Some Can be Watched All Year Round
Just because the film uses Halloween as the backdrop does not mean that it can not be watched all year. Films that use Halloween as a backdrop but do not rely on it to fuel the entire story allow for it to be a fun movie for any time of the year. Halloween plays a backdrop to Totally Killer. But, while Halloween is important regarding timing, the actual holiday is not the center of the movie.
They’re More Creative
Halloween is entwined with anything from the supernatural to the eerie, scary, or wonderfully different and exuberant. Whether it be through Tim Burton’s eerie creations or frightening horror films, capitalizing on superstitions about the holiday and pre-existing fears allows for Halloween movies to lean into those tropes to create something new and innovative.
The Nature of the Holiday Sets the Tone
Halloween movies do not need to build up anything to set the tone. Just by stating that Halloween is near tells the audience all they need to know about the background feelings of the movie. Films such as The Nightmare Before Christmas and The Corpse Bride do not need to do much to influence the audience’s understanding of what type of movie they will be. On Halloween, anything, even the most disturbing and scary occurrences are possible.
Gives the Audience a Larger Range of Emotion
Do you want to feel scared? Happy? Excited? Thrilled? Halloween films offer all of those options. Movies such as the Scream franchise devote themselves to scares and deliver fear to its characters and the audience. Totally Killer allows the viewer to be horrified and comically amused by the story’s characters and storyline. Hocus Pocus fans can be enthralled by the Sanderson Sisters’ deadly use of magic, but still wish for the trio of kids to defeat them in the end.

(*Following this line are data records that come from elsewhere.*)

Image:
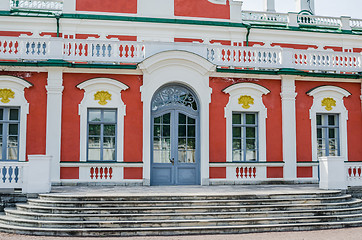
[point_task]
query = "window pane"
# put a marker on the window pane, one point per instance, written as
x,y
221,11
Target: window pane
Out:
x,y
109,142
12,154
190,120
250,144
250,155
94,115
191,143
109,154
250,132
109,116
166,130
13,141
94,142
157,130
237,155
236,118
332,120
182,143
250,118
182,130
156,143
237,144
109,130
166,143
157,120
166,119
14,114
236,132
94,154
190,156
182,118
94,129
191,131
13,129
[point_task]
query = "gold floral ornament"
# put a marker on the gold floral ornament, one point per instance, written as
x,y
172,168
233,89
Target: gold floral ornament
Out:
x,y
246,101
328,103
102,96
5,94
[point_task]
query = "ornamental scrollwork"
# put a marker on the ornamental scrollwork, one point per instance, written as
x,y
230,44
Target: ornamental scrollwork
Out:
x,y
5,94
246,101
102,97
174,95
328,103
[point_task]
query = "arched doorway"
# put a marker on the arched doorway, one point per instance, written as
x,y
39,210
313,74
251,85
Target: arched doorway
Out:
x,y
175,154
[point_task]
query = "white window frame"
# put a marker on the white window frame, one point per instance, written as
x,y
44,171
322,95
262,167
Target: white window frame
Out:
x,y
337,94
256,92
17,85
91,87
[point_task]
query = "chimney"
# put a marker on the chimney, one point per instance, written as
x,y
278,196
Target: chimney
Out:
x,y
305,5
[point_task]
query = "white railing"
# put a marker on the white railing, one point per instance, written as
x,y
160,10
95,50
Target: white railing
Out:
x,y
264,17
37,5
354,173
295,20
11,174
114,51
312,20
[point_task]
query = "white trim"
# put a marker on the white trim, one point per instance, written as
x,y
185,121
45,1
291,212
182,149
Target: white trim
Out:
x,y
337,94
114,87
17,85
187,69
289,127
256,92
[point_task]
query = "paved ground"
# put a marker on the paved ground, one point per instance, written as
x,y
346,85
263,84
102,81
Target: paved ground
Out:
x,y
337,234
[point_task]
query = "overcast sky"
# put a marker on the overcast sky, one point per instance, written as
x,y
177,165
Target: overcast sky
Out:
x,y
336,8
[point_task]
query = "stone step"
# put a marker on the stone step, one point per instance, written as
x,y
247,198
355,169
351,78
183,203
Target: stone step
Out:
x,y
186,196
42,202
171,231
175,223
177,209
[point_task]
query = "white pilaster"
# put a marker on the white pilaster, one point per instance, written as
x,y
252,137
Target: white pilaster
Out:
x,y
69,6
5,5
269,5
54,120
288,95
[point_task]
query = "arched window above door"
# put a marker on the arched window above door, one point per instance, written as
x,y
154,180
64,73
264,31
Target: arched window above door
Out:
x,y
174,96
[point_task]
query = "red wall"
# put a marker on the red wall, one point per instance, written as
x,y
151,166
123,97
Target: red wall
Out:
x,y
117,6
36,119
201,8
354,127
219,100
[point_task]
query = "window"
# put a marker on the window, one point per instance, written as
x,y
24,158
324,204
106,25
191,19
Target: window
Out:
x,y
328,135
102,125
245,140
9,133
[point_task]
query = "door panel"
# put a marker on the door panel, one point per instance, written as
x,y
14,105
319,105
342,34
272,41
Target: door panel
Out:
x,y
175,158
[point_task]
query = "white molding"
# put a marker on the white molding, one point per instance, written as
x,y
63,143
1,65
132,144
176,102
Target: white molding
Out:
x,y
114,87
17,85
184,68
256,92
289,131
337,94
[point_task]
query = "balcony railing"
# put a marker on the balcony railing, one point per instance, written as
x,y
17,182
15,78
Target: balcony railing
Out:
x,y
37,5
114,51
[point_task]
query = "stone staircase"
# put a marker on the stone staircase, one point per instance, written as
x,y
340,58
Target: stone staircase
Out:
x,y
96,215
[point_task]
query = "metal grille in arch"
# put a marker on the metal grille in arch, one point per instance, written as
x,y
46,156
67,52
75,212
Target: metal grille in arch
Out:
x,y
174,95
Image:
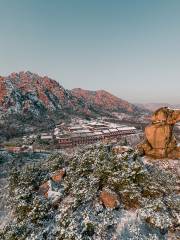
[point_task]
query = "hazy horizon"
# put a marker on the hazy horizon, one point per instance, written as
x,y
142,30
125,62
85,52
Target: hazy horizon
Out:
x,y
129,48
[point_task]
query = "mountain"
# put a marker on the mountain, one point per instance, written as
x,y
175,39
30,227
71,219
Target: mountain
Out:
x,y
155,106
27,99
104,101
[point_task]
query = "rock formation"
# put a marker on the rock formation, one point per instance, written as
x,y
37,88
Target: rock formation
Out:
x,y
160,141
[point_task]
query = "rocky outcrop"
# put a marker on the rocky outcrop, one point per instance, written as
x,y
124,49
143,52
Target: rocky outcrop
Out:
x,y
160,141
104,101
109,199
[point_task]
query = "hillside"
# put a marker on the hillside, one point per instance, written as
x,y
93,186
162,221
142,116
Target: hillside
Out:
x,y
155,106
93,194
28,100
104,100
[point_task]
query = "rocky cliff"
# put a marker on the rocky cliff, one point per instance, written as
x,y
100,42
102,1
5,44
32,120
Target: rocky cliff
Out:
x,y
27,98
160,141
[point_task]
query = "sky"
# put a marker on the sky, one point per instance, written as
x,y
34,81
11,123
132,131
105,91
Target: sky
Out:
x,y
130,48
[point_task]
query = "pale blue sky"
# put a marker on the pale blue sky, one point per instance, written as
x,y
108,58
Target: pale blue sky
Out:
x,y
128,47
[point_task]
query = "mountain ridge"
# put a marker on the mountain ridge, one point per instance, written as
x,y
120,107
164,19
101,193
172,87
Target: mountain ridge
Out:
x,y
28,99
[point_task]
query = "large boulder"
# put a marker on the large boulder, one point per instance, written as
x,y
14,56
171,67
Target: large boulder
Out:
x,y
160,141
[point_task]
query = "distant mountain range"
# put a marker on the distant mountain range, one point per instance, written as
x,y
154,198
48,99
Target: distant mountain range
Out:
x,y
155,106
26,97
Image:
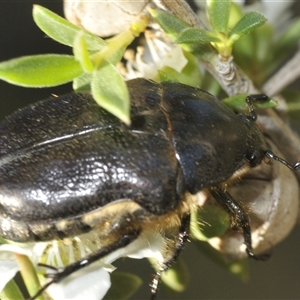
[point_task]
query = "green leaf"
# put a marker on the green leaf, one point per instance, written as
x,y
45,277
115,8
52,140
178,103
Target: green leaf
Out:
x,y
238,268
169,23
238,103
29,275
62,30
81,52
174,26
82,82
218,12
196,35
123,286
40,70
190,75
110,91
178,277
288,40
11,291
209,221
247,23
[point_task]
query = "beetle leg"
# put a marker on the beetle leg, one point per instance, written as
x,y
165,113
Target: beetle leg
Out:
x,y
254,98
62,273
271,155
240,217
182,237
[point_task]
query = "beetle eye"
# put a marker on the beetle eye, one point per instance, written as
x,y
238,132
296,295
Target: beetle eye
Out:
x,y
138,122
256,158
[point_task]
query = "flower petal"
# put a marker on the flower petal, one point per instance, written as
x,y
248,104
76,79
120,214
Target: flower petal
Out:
x,y
89,283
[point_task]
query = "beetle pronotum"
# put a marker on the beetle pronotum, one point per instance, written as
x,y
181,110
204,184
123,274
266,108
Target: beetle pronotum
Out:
x,y
68,167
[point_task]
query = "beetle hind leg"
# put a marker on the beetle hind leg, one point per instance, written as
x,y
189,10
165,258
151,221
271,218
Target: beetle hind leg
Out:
x,y
240,217
181,239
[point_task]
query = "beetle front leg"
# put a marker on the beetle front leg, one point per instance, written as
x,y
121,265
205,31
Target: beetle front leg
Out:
x,y
240,217
62,273
182,237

The Halloween Spirit Is More Fun
Due to needing to be acceptable for kids of all ages, Disney Channel’s array of Halloween-themed movies embraces the fun and mystery of the holiday more than the scares. Although there are some scares, Disney Channel Original Movies such as Girl Vs. Monster, Invisible Sister, Twitches, and Underwraps all embrace the spirit without going too far into fear. They tell stories of teen monster hunters and a race against the clock to save others. Don’t Look Under The Bed may be the network’s scariest film.
Embraces the Supernatural
Hocus Pocus and Hocus Pocus 2 use Halloween night as a backdrop for their far more worrisome storylines. The Sanderson sisters’ resurrection in both films leads to the threat of Salem’s local residents, and it is up to the film’s main trios to put a stop to their plans. The first film’s heroes are three mortals facing off against three powerful witches, and the movie discusses different elements of magic. Hocus Pocus 2 embraces the supernatural by turning its main character into a witch, and having her best friends back her up as a new coven.

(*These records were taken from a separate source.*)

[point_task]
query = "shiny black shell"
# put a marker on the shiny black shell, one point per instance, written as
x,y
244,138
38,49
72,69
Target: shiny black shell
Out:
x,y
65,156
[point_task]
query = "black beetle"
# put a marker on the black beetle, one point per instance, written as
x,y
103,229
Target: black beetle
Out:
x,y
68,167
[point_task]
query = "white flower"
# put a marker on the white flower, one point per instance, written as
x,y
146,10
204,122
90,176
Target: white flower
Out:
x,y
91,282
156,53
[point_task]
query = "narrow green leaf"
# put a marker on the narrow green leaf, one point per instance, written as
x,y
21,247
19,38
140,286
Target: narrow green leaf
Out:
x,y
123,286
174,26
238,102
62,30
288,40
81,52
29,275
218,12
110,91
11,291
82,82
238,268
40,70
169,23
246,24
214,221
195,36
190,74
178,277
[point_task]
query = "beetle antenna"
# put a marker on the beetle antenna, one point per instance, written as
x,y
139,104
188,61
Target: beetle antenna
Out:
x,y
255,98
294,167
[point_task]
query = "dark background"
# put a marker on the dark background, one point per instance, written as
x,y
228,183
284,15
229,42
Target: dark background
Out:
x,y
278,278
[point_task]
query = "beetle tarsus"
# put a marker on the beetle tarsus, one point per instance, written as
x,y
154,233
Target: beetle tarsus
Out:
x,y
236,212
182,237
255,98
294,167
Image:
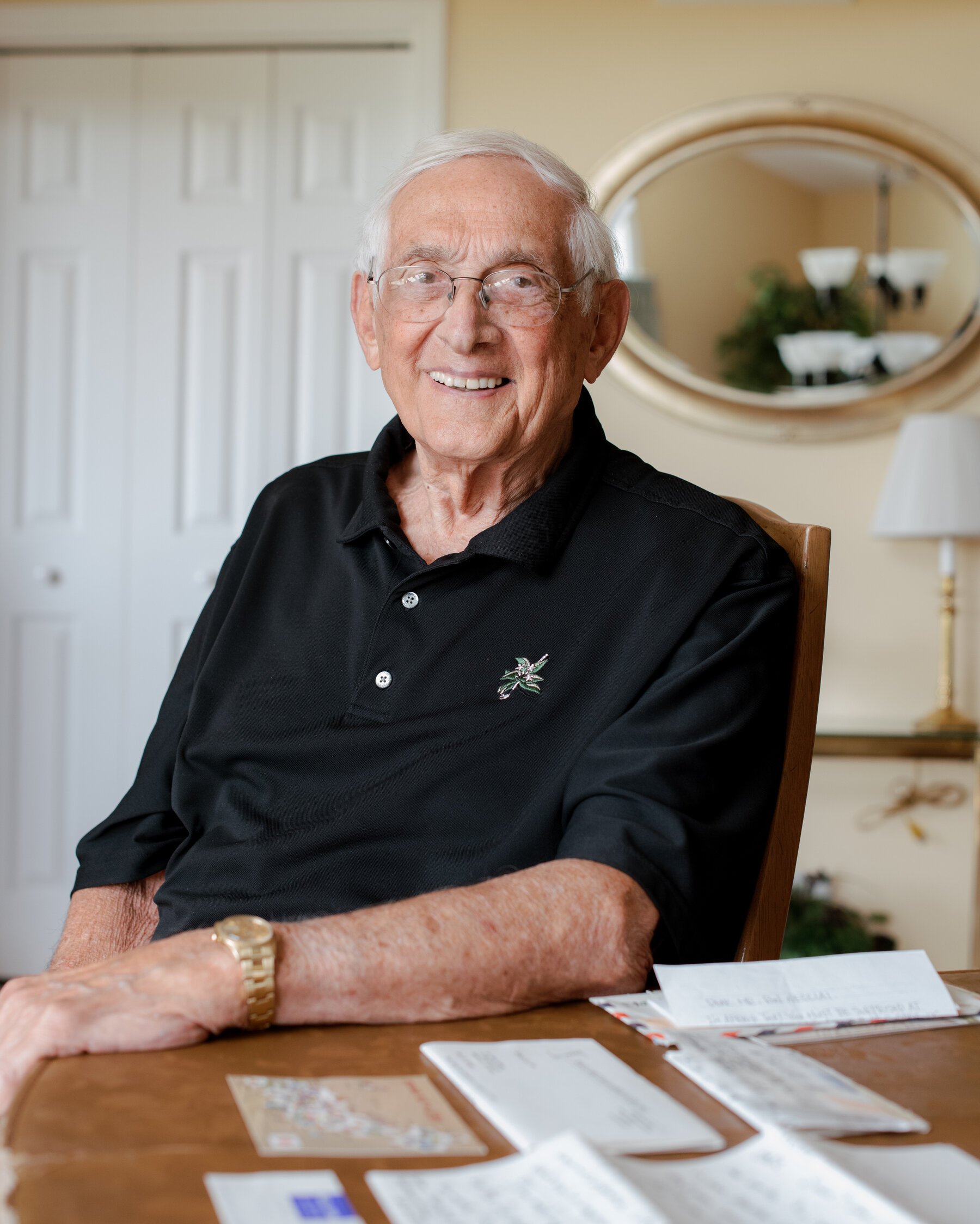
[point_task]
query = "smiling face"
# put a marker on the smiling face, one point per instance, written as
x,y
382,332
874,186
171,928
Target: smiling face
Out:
x,y
473,217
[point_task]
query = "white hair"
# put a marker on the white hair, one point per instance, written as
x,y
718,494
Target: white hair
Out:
x,y
591,246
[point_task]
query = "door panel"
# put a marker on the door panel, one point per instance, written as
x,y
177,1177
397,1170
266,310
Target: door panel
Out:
x,y
64,253
201,311
343,123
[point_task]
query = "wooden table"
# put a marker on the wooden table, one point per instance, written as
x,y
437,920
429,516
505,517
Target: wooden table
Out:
x,y
127,1137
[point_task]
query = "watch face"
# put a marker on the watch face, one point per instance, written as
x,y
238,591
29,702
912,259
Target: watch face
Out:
x,y
246,929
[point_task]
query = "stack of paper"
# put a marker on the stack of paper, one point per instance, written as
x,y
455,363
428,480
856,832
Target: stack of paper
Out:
x,y
532,1091
788,1001
773,1179
781,1087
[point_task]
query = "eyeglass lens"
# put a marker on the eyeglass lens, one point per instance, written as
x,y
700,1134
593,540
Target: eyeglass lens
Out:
x,y
513,297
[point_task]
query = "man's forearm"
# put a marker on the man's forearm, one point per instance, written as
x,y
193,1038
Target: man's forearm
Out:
x,y
107,921
561,931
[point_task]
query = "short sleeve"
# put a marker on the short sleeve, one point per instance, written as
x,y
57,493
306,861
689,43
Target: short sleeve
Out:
x,y
679,791
140,837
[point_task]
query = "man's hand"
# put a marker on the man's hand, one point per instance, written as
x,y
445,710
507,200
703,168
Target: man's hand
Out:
x,y
171,993
561,931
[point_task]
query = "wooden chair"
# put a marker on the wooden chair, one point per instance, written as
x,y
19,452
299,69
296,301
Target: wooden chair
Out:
x,y
809,549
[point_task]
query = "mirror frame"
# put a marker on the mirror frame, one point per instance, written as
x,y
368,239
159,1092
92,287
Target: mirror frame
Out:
x,y
656,376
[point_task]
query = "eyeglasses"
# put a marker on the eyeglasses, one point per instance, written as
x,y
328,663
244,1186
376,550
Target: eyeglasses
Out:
x,y
512,297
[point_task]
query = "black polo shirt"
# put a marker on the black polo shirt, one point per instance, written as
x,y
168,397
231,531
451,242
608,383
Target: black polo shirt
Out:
x,y
335,735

Halloween-themed movies face various types of stories and characters. Casper Meets Wendy offers a childhood-friendly tale about a wholesome friendship between a girl and a ghost. The Addams Family portrays an insight into the cooky and off-beat family, whose love is only rivaled by their bizarre life choices. The Haunted Mansion is a family film with its own brand of horror when one of the members is targeted as a ghost’s new wife. Meanwhile, other films, such as The Shining and The Exorcist, deliver horrifying villains.
They’re More Underrated Than Christmas Movies
This is not to say that networks and audiences do not appreciate Halloween movies when October rolls around. However, everything becomes Christmas-themed once Thanksgiving approaches. Christmas is an overwhelming holiday, taking over network and radio airings once the season approaches. Most Halloween movies are not even about Halloween as a holiday, but instead use it as a backdrop for the main story. While that is partially true for Christmas films as well, the holiday plays a much bigger role in the events of the story.